Мое настроение испорчено. Я не в себе и маскирую свои чувства за непроницаемой маской лица. И с каждым словом экклезиарха мне становиться все сложнее и сложнее сдерживать свой гнев. Олифант с трудом встал на ноги. Он поднял бокал, собираясь сказать тост, при этом одно плечо его больного тела было выше другого. Слуга тут же наполнил пустой бокал понтифика.

- За наших спасителей, Адептус Астартес, - начал он, и его слова тут же подхватывают остальные священники.

- Да возрадуется Бог-Император их усилиям. Пусть он наблюдает, как они несут его волю. Да ниспошлет он им свое божественное благословение. Пусть он придаст им сил для очищения нашей священной земли от скверны. А мы будем молиться за их успех и поражение тьмы. Ведь с нами сам Бог-Император.

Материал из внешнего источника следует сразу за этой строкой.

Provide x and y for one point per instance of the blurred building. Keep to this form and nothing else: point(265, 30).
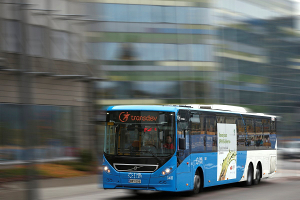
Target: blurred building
point(46, 85)
point(239, 52)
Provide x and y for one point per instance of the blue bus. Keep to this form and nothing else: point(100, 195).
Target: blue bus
point(186, 147)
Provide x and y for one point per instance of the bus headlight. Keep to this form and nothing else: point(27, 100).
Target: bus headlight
point(166, 171)
point(105, 168)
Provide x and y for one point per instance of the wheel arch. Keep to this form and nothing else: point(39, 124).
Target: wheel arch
point(200, 170)
point(259, 166)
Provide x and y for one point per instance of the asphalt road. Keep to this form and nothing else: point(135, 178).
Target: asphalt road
point(275, 189)
point(284, 186)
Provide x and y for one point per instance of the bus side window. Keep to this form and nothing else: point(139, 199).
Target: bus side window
point(197, 136)
point(250, 137)
point(266, 125)
point(211, 134)
point(241, 135)
point(258, 133)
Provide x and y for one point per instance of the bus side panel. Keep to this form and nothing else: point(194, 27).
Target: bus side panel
point(210, 161)
point(183, 182)
point(264, 157)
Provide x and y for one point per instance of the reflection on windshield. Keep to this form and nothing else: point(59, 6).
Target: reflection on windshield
point(141, 139)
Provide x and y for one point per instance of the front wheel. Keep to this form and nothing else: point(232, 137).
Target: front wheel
point(197, 183)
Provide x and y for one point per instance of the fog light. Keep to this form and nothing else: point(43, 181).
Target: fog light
point(166, 171)
point(106, 169)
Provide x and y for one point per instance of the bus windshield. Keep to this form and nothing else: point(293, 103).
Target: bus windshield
point(140, 133)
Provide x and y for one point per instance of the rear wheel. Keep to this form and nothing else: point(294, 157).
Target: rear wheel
point(197, 183)
point(257, 177)
point(249, 176)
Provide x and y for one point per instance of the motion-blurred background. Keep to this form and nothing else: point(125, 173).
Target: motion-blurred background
point(62, 62)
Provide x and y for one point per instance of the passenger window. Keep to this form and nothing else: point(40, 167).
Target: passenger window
point(250, 137)
point(266, 124)
point(197, 133)
point(258, 133)
point(241, 135)
point(211, 134)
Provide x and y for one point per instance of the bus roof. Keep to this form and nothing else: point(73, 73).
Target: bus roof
point(175, 108)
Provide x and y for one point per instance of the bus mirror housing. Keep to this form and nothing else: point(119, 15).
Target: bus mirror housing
point(182, 144)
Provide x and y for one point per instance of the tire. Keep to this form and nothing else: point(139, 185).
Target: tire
point(249, 176)
point(197, 183)
point(256, 181)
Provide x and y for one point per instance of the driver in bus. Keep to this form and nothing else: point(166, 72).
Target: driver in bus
point(169, 142)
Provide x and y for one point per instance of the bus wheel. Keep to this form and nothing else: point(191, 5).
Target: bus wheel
point(197, 183)
point(249, 176)
point(257, 177)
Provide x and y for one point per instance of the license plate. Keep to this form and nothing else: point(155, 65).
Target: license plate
point(135, 181)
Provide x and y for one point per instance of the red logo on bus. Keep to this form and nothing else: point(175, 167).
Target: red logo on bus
point(123, 117)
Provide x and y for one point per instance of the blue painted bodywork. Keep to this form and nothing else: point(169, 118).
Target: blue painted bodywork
point(181, 177)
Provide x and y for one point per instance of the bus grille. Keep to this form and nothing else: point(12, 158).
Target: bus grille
point(121, 167)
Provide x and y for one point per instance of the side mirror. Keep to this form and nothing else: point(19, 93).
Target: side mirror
point(182, 144)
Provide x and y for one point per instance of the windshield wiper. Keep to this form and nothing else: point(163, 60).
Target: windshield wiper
point(149, 151)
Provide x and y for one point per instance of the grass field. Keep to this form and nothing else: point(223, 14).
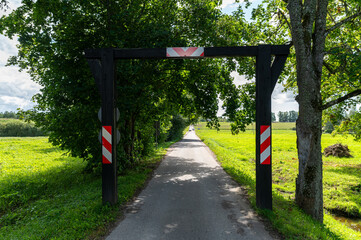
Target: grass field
point(342, 178)
point(45, 194)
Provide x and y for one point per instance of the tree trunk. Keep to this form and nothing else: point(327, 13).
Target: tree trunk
point(308, 22)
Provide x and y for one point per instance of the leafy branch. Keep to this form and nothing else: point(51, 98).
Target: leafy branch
point(341, 99)
point(340, 23)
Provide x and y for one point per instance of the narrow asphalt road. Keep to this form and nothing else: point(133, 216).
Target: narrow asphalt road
point(190, 197)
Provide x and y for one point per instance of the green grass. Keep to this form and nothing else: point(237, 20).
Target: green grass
point(341, 179)
point(45, 194)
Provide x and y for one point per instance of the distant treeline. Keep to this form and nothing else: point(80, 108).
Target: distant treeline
point(18, 128)
point(8, 114)
point(290, 116)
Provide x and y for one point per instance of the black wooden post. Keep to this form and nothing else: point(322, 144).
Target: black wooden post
point(109, 166)
point(264, 90)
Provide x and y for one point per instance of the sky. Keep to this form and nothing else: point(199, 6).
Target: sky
point(17, 89)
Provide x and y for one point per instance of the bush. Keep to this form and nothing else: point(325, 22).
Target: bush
point(19, 129)
point(176, 131)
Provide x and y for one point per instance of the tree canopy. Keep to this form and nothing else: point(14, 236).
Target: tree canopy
point(53, 35)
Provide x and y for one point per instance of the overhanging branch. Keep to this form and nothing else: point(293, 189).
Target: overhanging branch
point(340, 23)
point(341, 99)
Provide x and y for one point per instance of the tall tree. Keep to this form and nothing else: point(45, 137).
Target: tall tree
point(326, 54)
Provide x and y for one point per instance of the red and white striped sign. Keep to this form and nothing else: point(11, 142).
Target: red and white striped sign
point(107, 144)
point(265, 141)
point(185, 52)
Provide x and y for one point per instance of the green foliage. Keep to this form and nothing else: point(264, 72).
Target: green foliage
point(177, 128)
point(273, 116)
point(46, 195)
point(290, 116)
point(8, 114)
point(53, 36)
point(16, 128)
point(341, 179)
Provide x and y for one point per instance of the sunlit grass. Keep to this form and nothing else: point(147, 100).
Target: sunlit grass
point(45, 194)
point(237, 153)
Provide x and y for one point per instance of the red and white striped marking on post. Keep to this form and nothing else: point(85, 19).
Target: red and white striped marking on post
point(107, 144)
point(265, 149)
point(185, 52)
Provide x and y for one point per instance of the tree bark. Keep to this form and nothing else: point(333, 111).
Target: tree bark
point(308, 26)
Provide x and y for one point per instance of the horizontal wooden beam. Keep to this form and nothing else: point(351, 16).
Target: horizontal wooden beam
point(209, 52)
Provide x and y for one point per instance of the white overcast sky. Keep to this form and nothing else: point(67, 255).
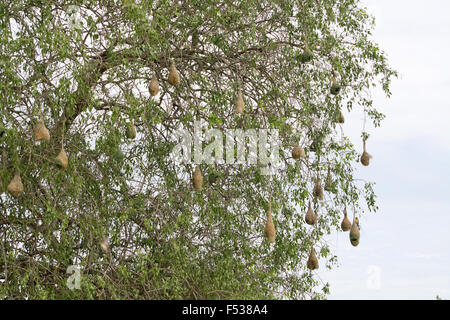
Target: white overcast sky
point(406, 244)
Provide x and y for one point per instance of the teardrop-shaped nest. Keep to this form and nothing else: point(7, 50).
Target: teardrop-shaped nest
point(61, 159)
point(239, 102)
point(340, 117)
point(307, 55)
point(318, 190)
point(40, 132)
point(131, 131)
point(104, 244)
point(354, 234)
point(270, 228)
point(153, 88)
point(365, 158)
point(15, 187)
point(197, 179)
point(335, 88)
point(311, 216)
point(298, 152)
point(313, 262)
point(346, 224)
point(174, 75)
point(329, 185)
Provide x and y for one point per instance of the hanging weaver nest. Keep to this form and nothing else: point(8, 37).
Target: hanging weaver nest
point(197, 179)
point(239, 103)
point(15, 187)
point(365, 157)
point(153, 88)
point(354, 233)
point(335, 87)
point(346, 224)
point(61, 159)
point(311, 216)
point(307, 55)
point(174, 75)
point(329, 185)
point(318, 190)
point(313, 262)
point(131, 131)
point(270, 227)
point(40, 132)
point(298, 152)
point(339, 116)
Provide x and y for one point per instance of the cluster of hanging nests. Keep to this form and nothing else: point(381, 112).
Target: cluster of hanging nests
point(297, 153)
point(41, 133)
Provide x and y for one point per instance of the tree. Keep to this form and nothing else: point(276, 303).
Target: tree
point(124, 211)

Я думаю о монументе Губительных Сил. Об усилиях брата Данкреда и отделении Кастигир, приготовившим мелты и огнеметы. Трон черепов зовет нас. Я чувствую его влияние на мое терпение, подергивание моих мускулов и нотки моего голоса. Воин внутри меня издает рев. И вскоре он возьмет верх надо мной. Я думаю о Скейсе. О его ненависти, о ненависти со стороны его братьев. О мнимом порицании Шадрата. О пренебрежении со стороны плетей отделений. О поддержке Скейса Йоахимом. О холодной ярости в глазах Ишмаила. Такое положение дел тяготило всех. Если бы я был на их месте, я бы разделял это чувство, и, как Юрия Скейс, выражал бы его открыто. Моя честь была под вопросом. Я потерял стяг. И я жаждал отмщения. Я сожалел лишь о том, что мои братья не понимают мою боль утраты, которую я разделяю с ними. Но я – труп-капитан и должен шире смотреть на сложившуюся ситуацию. Сердца пятой бьются в бешенном ритме, и это сердцебиение ускоряется с каждым днем, потраченным на Цертус-Минор. Проще всего было бы списать это на влияние артефакта Хаоса. Но я - их труп-капитан, и мне виднее. Я не могу заставить себя благодарить магистра Ишабольда за это назначение и понять мудрость его приказов. В галактике, полной врагов, мне достался лишь этот мир-кладбище. Мои Сдиратели должны изгнать свою скорбь благословением битвы. Только огнем и мечом пятая проложит себе путь к восстановлению.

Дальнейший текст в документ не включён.